Good governance helps companies achieve their environmental and social goals

  • Companies that want to achieve their environmental and social goals need strong governance to do so.
  • Good governance can help companies close the gap between their ESG objectives and their performance.
  • The conversation was part of Insider’s virtual event “Financing a Sustainable Future: Advancing Effective Corporate Governance,” in partnership with Bank of America, which took place on Tuesday, June 14, 2022.
  • Click here to watch a recording of the full event.

It can be easy to get workers excited about a company’s environmental and social goals, but achieving those goals requires the most tedious but essential work of establishing good governance.

That was the assessment of a panel of experts who participated in Insider’s recent virtual panel, “Financing a Sustainable Future: Advancing Effective Corporate Governance.”

Having clear goals for governance tracking and reporting is just as important as any other metric a company might use, panelists said. The event, in partnership with Bank of America, took place on Tuesday, June 14.

Improving governance metrics can help companies close the gaps between their stated environmental, social and governance performance goals and what they are achieving, said Jennifer Steinmann, global head of sustainability and climate practice. at Deloitte.

“A lot of organizations have now said, ‘Here’s what we’re trying to do and how we’re trying to do it.’ But we’re seeing a pretty big disconnect between organizations that actually make that commitment versus action,” Steinmann said.

To achieve environmental or social goals that companies might have set, it is imperative to have strong governance mechanisms in place that can help break down goals into daily steps that many people within an organization can follow.

“We only see 19% of organizations doing these needle-moving actions today. It shows that the intention is there, the desire is there, but the action hasn’t quite caught up to that yet” , Steinmann said.

To ensure that the scaffolding of governance reaches every part of an organization, leaders at the top must embrace these ideas. According to Mary Obasi, head of global climate risk at Bank of America, they also need to be sure that managers — and others — below in the company embrace the cause.

“You want to make sure all of your senior executives are talking about the mission, or integrating it into their respective roles, or making sure they’re fundamentally the voice,” she said. “In a large company, you want to make sure that you also engage your middle managers to carry the torch in what they do every day.

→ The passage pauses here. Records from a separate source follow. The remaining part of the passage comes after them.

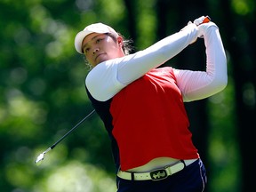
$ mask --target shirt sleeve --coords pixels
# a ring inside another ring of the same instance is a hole
[[[95,100],[108,100],[132,82],[177,55],[197,36],[196,26],[189,24],[184,30],[143,51],[100,63],[86,76],[86,87]]]
[[[206,71],[174,69],[184,101],[210,97],[222,91],[228,84],[227,59],[217,26],[209,27],[204,36]]]

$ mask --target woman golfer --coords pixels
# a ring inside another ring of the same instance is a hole
[[[133,54],[124,37],[102,23],[75,39],[92,69],[85,86],[112,141],[117,191],[204,191],[204,166],[191,140],[185,101],[210,97],[227,85],[227,63],[218,27],[204,16]],[[206,71],[161,67],[198,36]]]

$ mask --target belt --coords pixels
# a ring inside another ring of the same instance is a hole
[[[193,160],[180,160],[171,165],[167,165],[162,169],[156,169],[148,172],[129,172],[119,170],[117,177],[128,180],[161,180],[167,177],[180,172],[185,166],[194,163],[196,159]]]

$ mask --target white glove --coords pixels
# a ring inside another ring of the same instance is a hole
[[[207,20],[208,19],[208,20]],[[199,29],[198,37],[204,38],[204,36],[206,34],[207,28],[209,28],[211,26],[216,26],[215,23],[210,21],[211,19],[208,16],[201,16],[200,18],[194,20],[194,24],[197,26],[197,28]]]
[[[189,29],[191,30],[192,28],[195,28],[195,29],[196,29],[198,31],[198,29],[196,28],[196,25],[195,25],[195,23],[192,23],[191,21],[188,21],[188,25],[185,26],[183,28],[181,28],[180,31],[187,30],[187,29],[188,30],[189,30]],[[195,43],[196,41],[196,39],[197,39],[197,36],[196,36],[195,39],[192,40],[190,44]]]
[[[203,24],[200,24],[199,26],[197,26],[197,28],[198,28],[198,37],[200,38],[204,38],[204,36],[206,36],[206,33],[208,31],[208,28],[212,28],[212,27],[214,27],[214,28],[217,28],[217,25],[212,21],[210,22],[207,22],[207,23],[203,23]]]
[[[207,21],[204,21],[204,19],[208,19]],[[193,23],[195,23],[196,26],[199,26],[200,24],[206,23],[210,20],[211,19],[209,17],[201,16],[200,18],[197,18],[196,20],[195,20]]]

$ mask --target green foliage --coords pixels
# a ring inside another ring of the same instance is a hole
[[[136,49],[144,49],[157,39],[156,24],[161,22],[155,9],[157,1],[145,2],[132,1]],[[216,9],[222,2],[209,2],[212,14],[220,21],[218,15],[225,12]],[[253,0],[233,0],[229,5],[237,16],[252,20]],[[103,22],[129,38],[127,12],[122,0],[0,2],[2,191],[116,190],[110,143],[97,115],[47,153],[40,166],[34,161],[92,110],[84,85],[88,68],[84,57],[75,51],[76,34],[88,24]],[[180,15],[178,10],[172,12],[177,15]],[[248,30],[238,25],[236,33],[245,46]],[[253,69],[252,60],[244,57],[248,60],[244,66]],[[229,77],[225,92],[209,100],[208,156],[212,165],[209,191],[239,191],[241,185],[232,82]],[[249,90],[245,101],[253,106],[253,84],[248,83],[244,89]]]

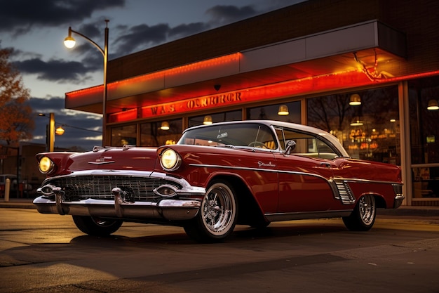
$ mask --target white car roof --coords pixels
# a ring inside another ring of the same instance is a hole
[[[297,123],[291,123],[291,122],[285,122],[282,121],[276,121],[276,120],[238,120],[238,121],[230,121],[227,122],[218,122],[215,123],[210,125],[220,125],[220,124],[245,124],[245,123],[256,123],[265,124],[269,126],[281,126],[282,128],[289,128],[292,129],[297,129],[299,131],[308,132],[310,134],[316,134],[316,136],[320,136],[328,141],[331,143],[335,148],[337,148],[342,155],[344,157],[350,157],[349,154],[346,151],[343,145],[340,143],[340,141],[333,135],[330,134],[329,132],[325,131],[324,130],[309,126],[307,125],[298,124]],[[191,128],[188,128],[184,132],[186,132],[187,130],[195,128],[200,127],[208,127],[209,125],[200,125],[197,126],[193,126]]]

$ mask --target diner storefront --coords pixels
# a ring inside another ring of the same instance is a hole
[[[401,166],[404,204],[439,206],[438,21],[428,13],[439,6],[421,1],[417,15],[414,1],[383,2],[305,1],[111,60],[104,144],[173,144],[187,127],[224,121],[304,124],[332,134],[353,157]],[[361,21],[321,12],[362,4]],[[409,26],[409,15],[426,22]],[[326,22],[285,28],[311,16]],[[262,27],[277,37],[261,39]],[[229,44],[199,46],[223,35]],[[67,93],[66,108],[102,113],[102,91]]]

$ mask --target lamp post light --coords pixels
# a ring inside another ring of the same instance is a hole
[[[88,37],[84,36],[81,33],[72,30],[72,27],[69,27],[69,36],[65,39],[64,44],[66,47],[71,48],[73,48],[76,44],[75,39],[72,37],[72,33],[75,33],[87,41],[90,42],[95,46],[97,50],[104,56],[104,97],[102,98],[102,146],[105,146],[106,144],[106,126],[107,126],[107,63],[108,63],[108,22],[109,20],[105,20],[105,38],[104,43],[104,49],[102,49],[97,44],[94,42]]]

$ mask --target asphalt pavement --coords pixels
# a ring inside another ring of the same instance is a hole
[[[0,198],[0,208],[35,209],[31,198],[10,198],[5,202]],[[403,205],[398,209],[378,209],[377,214],[389,216],[439,217],[439,207],[417,207]]]

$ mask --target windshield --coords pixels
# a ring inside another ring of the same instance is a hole
[[[212,125],[186,131],[180,145],[245,146],[276,150],[277,143],[271,129],[255,123]]]

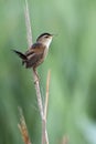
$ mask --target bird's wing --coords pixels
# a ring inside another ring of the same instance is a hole
[[[26,52],[25,56],[41,54],[44,52],[45,47],[41,43],[34,43]]]
[[[25,55],[28,58],[28,68],[35,65],[35,63],[39,63],[39,61],[43,58],[44,49],[44,45],[35,43],[31,49],[26,51]]]

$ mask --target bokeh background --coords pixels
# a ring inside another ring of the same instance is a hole
[[[56,33],[38,69],[44,101],[51,69],[47,131],[50,144],[96,144],[96,0],[29,0],[33,41]],[[28,49],[24,0],[0,0],[0,144],[23,144],[19,106],[32,143],[41,142],[32,71],[11,51]]]

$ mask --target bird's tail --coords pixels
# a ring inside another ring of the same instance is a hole
[[[24,61],[26,61],[28,60],[28,58],[26,58],[26,55],[25,54],[23,54],[22,52],[20,52],[20,51],[17,51],[17,50],[12,50],[14,53],[17,53],[22,60],[24,60]]]

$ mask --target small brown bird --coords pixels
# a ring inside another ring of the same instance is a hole
[[[49,52],[52,38],[53,34],[42,33],[38,37],[36,42],[24,54],[17,50],[13,50],[13,52],[22,59],[22,64],[24,64],[26,69],[35,69],[44,61]]]

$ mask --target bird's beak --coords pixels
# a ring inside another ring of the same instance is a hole
[[[56,37],[56,35],[58,35],[58,34],[55,33],[55,34],[51,34],[51,35],[52,35],[52,37]]]

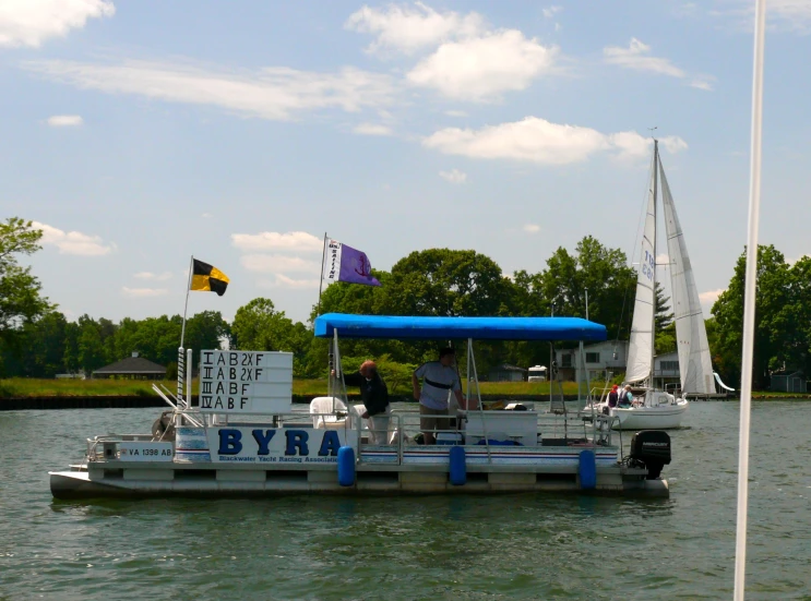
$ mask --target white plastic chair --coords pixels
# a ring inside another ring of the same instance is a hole
[[[333,411],[335,412],[333,413]],[[321,430],[345,428],[347,425],[346,418],[349,416],[349,412],[357,414],[357,409],[355,407],[347,408],[346,404],[339,398],[335,398],[333,401],[333,397],[315,397],[310,401],[312,426]],[[343,413],[343,416],[338,416],[337,413]],[[348,425],[351,428],[353,423],[350,422]]]

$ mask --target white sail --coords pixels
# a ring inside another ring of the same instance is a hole
[[[665,207],[665,230],[670,259],[670,286],[672,288],[676,339],[679,351],[681,389],[688,394],[712,394],[713,363],[709,357],[704,314],[701,311],[699,290],[695,287],[693,267],[684,244],[679,217],[676,214],[670,187],[665,178],[665,168],[659,161],[661,202]]]
[[[633,305],[633,322],[631,323],[631,341],[628,347],[627,382],[640,382],[651,375],[653,369],[654,345],[654,286],[656,256],[654,241],[656,240],[656,168],[652,169],[651,188],[648,190],[647,214],[645,215],[645,230],[640,249],[640,264],[636,269],[636,300]]]

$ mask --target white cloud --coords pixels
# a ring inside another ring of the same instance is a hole
[[[360,123],[353,128],[353,133],[360,135],[392,135],[392,129],[379,123]]]
[[[231,233],[231,244],[241,251],[315,252],[324,248],[322,238],[317,238],[306,231]]]
[[[81,29],[88,19],[115,13],[109,0],[4,0],[0,3],[0,47],[38,48],[50,37]]]
[[[321,263],[281,254],[246,254],[239,262],[249,272],[261,274],[318,274],[321,271]]]
[[[116,248],[115,244],[105,244],[98,236],[81,231],[62,231],[39,221],[34,221],[34,227],[43,230],[41,243],[57,247],[60,254],[99,256],[108,254]]]
[[[546,19],[553,17],[557,13],[561,12],[563,10],[563,7],[549,7],[544,9],[541,12],[544,13],[544,16]]]
[[[696,75],[690,82],[690,87],[704,89],[705,92],[712,92],[713,82],[715,82],[715,77],[713,75]]]
[[[138,279],[155,279],[157,281],[166,281],[167,279],[171,279],[171,272],[164,272],[163,274],[153,274],[152,272],[139,272],[138,274],[134,274],[132,277]]]
[[[669,136],[661,142],[670,152],[687,147],[680,137]],[[566,165],[586,160],[595,153],[637,158],[649,152],[653,141],[636,132],[604,134],[591,128],[561,125],[526,117],[522,121],[488,125],[478,131],[448,128],[426,137],[422,144],[449,155]]]
[[[450,171],[440,171],[439,176],[451,183],[465,183],[467,181],[467,173],[460,171],[458,169],[451,169]]]
[[[261,288],[291,288],[294,290],[310,288],[318,290],[320,284],[318,279],[294,279],[282,274],[276,274],[274,281],[263,280],[259,283],[259,286]]]
[[[688,148],[687,142],[678,135],[666,135],[665,137],[660,137],[659,144],[665,146],[665,149],[671,155],[680,153],[681,151],[687,151]]]
[[[51,128],[72,128],[84,123],[84,119],[79,115],[55,115],[48,117],[48,124]]]
[[[443,44],[407,79],[449,98],[487,101],[528,87],[534,79],[551,71],[557,55],[554,46],[541,46],[517,29],[503,29]]]
[[[392,103],[394,93],[389,75],[353,67],[337,73],[315,73],[286,67],[240,71],[183,62],[43,60],[24,62],[23,68],[82,89],[216,106],[271,120],[291,120],[300,112],[329,108],[358,112]]]
[[[603,57],[606,62],[618,64],[625,69],[659,73],[671,77],[685,76],[684,71],[671,63],[670,60],[651,57],[648,52],[651,52],[651,47],[634,37],[631,38],[631,44],[628,48],[606,46],[603,49]]]
[[[166,288],[128,288],[127,286],[121,288],[121,293],[124,297],[143,299],[150,297],[164,297],[169,293]]]
[[[699,300],[702,304],[705,304],[707,306],[712,306],[715,301],[718,300],[718,297],[721,292],[725,292],[726,288],[718,288],[717,290],[707,290],[706,292],[701,292],[699,295]]]
[[[478,35],[485,28],[485,20],[475,12],[463,16],[415,2],[413,7],[390,4],[386,9],[365,5],[349,16],[344,27],[375,35],[367,48],[369,52],[396,50],[412,55],[449,39]]]

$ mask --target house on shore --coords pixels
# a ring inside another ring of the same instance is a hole
[[[487,374],[490,382],[524,382],[526,380],[526,372],[524,368],[517,365],[511,365],[510,363],[501,363],[492,368]]]
[[[93,372],[94,378],[102,377],[120,377],[128,380],[165,380],[166,368],[158,365],[148,359],[138,356],[138,351],[132,357],[122,359]]]

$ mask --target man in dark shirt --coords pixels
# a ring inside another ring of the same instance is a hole
[[[363,361],[356,373],[345,373],[344,383],[347,386],[360,387],[360,399],[366,411],[361,418],[368,420],[369,432],[373,444],[389,443],[389,421],[391,407],[389,406],[389,388],[378,373],[374,361]]]

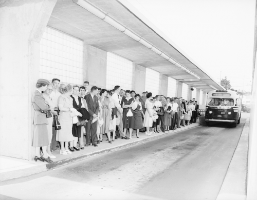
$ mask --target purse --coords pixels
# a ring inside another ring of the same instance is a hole
[[[133,116],[133,113],[132,113],[132,112],[131,111],[131,109],[130,109],[130,110],[128,110],[128,111],[127,112],[127,116],[131,117],[132,116]]]
[[[80,117],[78,117],[78,121],[79,122],[77,123],[77,126],[85,126],[87,123],[87,120],[83,119]]]
[[[55,121],[54,129],[56,130],[62,129],[61,124],[60,123],[59,119],[58,118],[58,116],[54,116],[53,117]]]

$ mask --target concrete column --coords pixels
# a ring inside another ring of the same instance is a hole
[[[177,81],[176,84],[176,96],[181,97],[182,96],[182,82]]]
[[[90,86],[106,88],[107,52],[84,42],[83,81]],[[107,88],[108,89],[113,88]]]
[[[191,87],[188,86],[188,101],[192,100],[192,90],[191,88],[193,88],[193,87]]]
[[[1,4],[0,155],[26,159],[34,155],[31,96],[39,77],[39,43],[56,2]]]
[[[167,96],[168,94],[168,76],[160,74],[160,81],[159,82],[159,94],[163,94]]]
[[[256,5],[257,9],[257,5]],[[257,44],[257,13],[255,15],[255,47]],[[249,134],[248,147],[248,163],[247,173],[247,200],[257,199],[257,54],[256,49],[254,51],[254,69],[253,74],[253,82],[252,84],[252,93],[251,104],[251,115],[250,117],[250,127]]]
[[[206,98],[206,94],[207,94],[206,92],[203,92],[203,105],[206,105],[206,101],[207,101]]]
[[[200,90],[198,89],[196,89],[196,97],[195,100],[197,101],[197,104],[199,104],[200,103]]]
[[[137,93],[141,95],[145,91],[145,73],[146,69],[145,67],[138,65],[135,65],[135,83],[134,90]],[[150,91],[149,91],[150,92]]]

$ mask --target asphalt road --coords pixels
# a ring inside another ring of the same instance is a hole
[[[0,183],[1,199],[215,199],[241,124],[199,126]]]

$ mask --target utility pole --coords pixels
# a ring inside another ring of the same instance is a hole
[[[227,76],[225,76],[225,89],[227,89]]]

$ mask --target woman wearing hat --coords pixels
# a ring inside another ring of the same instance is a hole
[[[48,122],[46,118],[45,112],[50,111],[49,105],[45,103],[42,92],[46,91],[49,82],[45,79],[39,79],[36,84],[36,89],[32,96],[32,104],[35,110],[34,114],[34,132],[33,133],[32,147],[35,147],[35,161],[39,159],[41,161],[46,161],[52,163],[52,161],[47,155],[47,147],[50,145],[47,125]],[[43,112],[45,112],[44,113]],[[43,155],[40,155],[40,147],[42,148]]]

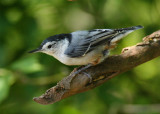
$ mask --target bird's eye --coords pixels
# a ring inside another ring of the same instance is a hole
[[[48,45],[48,49],[50,49],[52,47],[52,45]]]

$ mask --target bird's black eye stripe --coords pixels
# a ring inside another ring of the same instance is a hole
[[[48,45],[48,48],[51,48],[52,47],[52,45]]]

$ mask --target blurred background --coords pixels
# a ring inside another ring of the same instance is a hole
[[[159,0],[0,0],[0,113],[159,114],[160,58],[44,106],[32,98],[56,85],[74,66],[42,53],[28,54],[55,34],[143,25],[112,51],[119,54],[160,29],[159,5]]]

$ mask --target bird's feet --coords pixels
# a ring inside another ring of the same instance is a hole
[[[86,72],[84,72],[87,68],[89,68],[89,67],[91,67],[91,66],[93,66],[93,65],[92,65],[92,64],[88,64],[88,65],[86,65],[86,66],[84,66],[84,67],[80,67],[79,69],[75,69],[74,72],[71,74],[71,76],[74,77],[74,76],[76,76],[76,75],[79,74],[79,73],[84,73],[85,76],[87,76],[87,77],[89,78],[89,82],[91,83],[91,82],[92,82],[92,77],[91,77],[91,75],[88,74],[88,73],[86,73]]]

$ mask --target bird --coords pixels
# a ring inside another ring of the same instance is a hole
[[[104,61],[123,37],[141,29],[132,26],[119,29],[81,30],[50,36],[29,53],[42,52],[53,56],[65,65],[86,65],[82,70]],[[78,72],[78,73],[79,73]]]

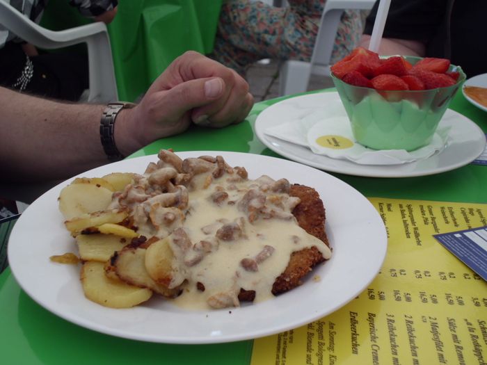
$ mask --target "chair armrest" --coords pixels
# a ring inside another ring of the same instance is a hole
[[[45,49],[62,48],[81,43],[95,34],[106,32],[106,26],[101,22],[64,31],[50,31],[3,1],[0,1],[0,24],[20,38]]]

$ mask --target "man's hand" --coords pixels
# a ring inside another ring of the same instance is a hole
[[[145,145],[181,133],[191,122],[210,127],[240,122],[253,105],[248,84],[241,76],[190,51],[169,65],[136,108],[120,116],[128,124],[124,129]]]

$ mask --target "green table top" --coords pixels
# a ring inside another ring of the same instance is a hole
[[[257,115],[281,99],[257,104],[246,121],[223,129],[194,127],[186,133],[152,143],[132,156],[175,151],[221,150],[277,156],[255,137]],[[451,108],[487,131],[487,113],[458,93]],[[487,168],[468,165],[421,177],[378,179],[333,174],[369,197],[487,203]],[[7,269],[0,275],[0,360],[3,364],[64,364],[250,363],[252,341],[218,345],[168,345],[119,339],[84,329],[44,309],[19,287]]]

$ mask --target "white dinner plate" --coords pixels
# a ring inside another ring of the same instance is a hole
[[[326,209],[332,258],[316,268],[302,286],[239,308],[189,311],[155,296],[131,309],[104,307],[85,298],[79,266],[49,260],[53,254],[77,252],[57,202],[70,179],[35,200],[14,227],[8,258],[22,289],[57,316],[95,331],[151,342],[211,343],[267,336],[320,318],[362,292],[381,268],[387,248],[383,221],[363,195],[341,180],[304,165],[256,154],[207,151],[177,154],[182,158],[221,155],[230,165],[246,166],[252,179],[266,174],[315,188]],[[157,161],[155,155],[131,159],[79,176],[143,173],[149,162]],[[314,280],[314,275],[321,279]]]
[[[450,109],[447,110],[440,121],[440,127],[451,128],[446,148],[428,159],[401,165],[360,165],[348,160],[331,159],[265,134],[267,128],[304,118],[317,111],[322,111],[324,116],[327,106],[341,102],[336,92],[286,99],[259,114],[254,127],[255,133],[269,149],[291,160],[333,172],[373,177],[408,177],[444,172],[470,163],[482,153],[486,146],[482,130],[470,119]],[[333,110],[336,111],[336,108]],[[344,116],[346,116],[344,111]]]
[[[463,96],[467,100],[468,100],[470,103],[474,104],[477,108],[482,109],[483,111],[487,111],[486,106],[482,105],[481,104],[477,102],[475,100],[474,100],[467,94],[465,94],[465,86],[477,86],[479,88],[487,88],[487,74],[482,74],[481,75],[477,75],[474,76],[473,77],[471,77],[470,79],[466,80],[463,83],[463,86],[462,87],[462,92],[463,93]]]

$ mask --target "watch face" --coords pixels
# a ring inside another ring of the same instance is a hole
[[[126,104],[124,103],[111,103],[106,106],[102,115],[99,136],[103,149],[111,161],[121,160],[124,157],[115,144],[113,129],[118,112],[125,107]]]

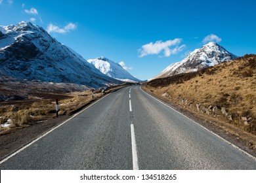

Even beyond that, your entire employee base .”

Caroline Roan, director of sustainability at Pfizer, said good governance does more than show whether a company is meeting its commitments. It can also help attract workers, which is all the more important in a tight labor market. By clearly explaining how, in Pfizer’s case, it brings life-saving vaccines to the world — and by clearly explaining how it developed them — the company can achieve its goal of improving people’s health and can inspire future workers. “It really attracts people who are really motivated,” Roan said.

The ability to show what standards companies have in place and how well organizations adhere to them relies on the availability of good data. That can be difficult, Steinmann said, especially when companies have to work outside their walls, such as with suppliers. “It requires a bit of extra muscle that most organizations are still starting to work on,” she said.

Variations in still-emerging regulations regarding ESG reporting, such as the rules the Securities and Exchange Commission has proposed regarding climate-related issues, have created a difficult time for companies.

Roan noted that there are many reporting standards that companies are now grappling with. “It’s alphabet soup,” she said.

Steinmann said it would be helpful to be clear about how companies should measure their ESG work. “The area where I see potential for evolution, and hopefully sooner rather than later, is really getting a consistent measurement standard,” Steinmann said. “It would really help organizations.”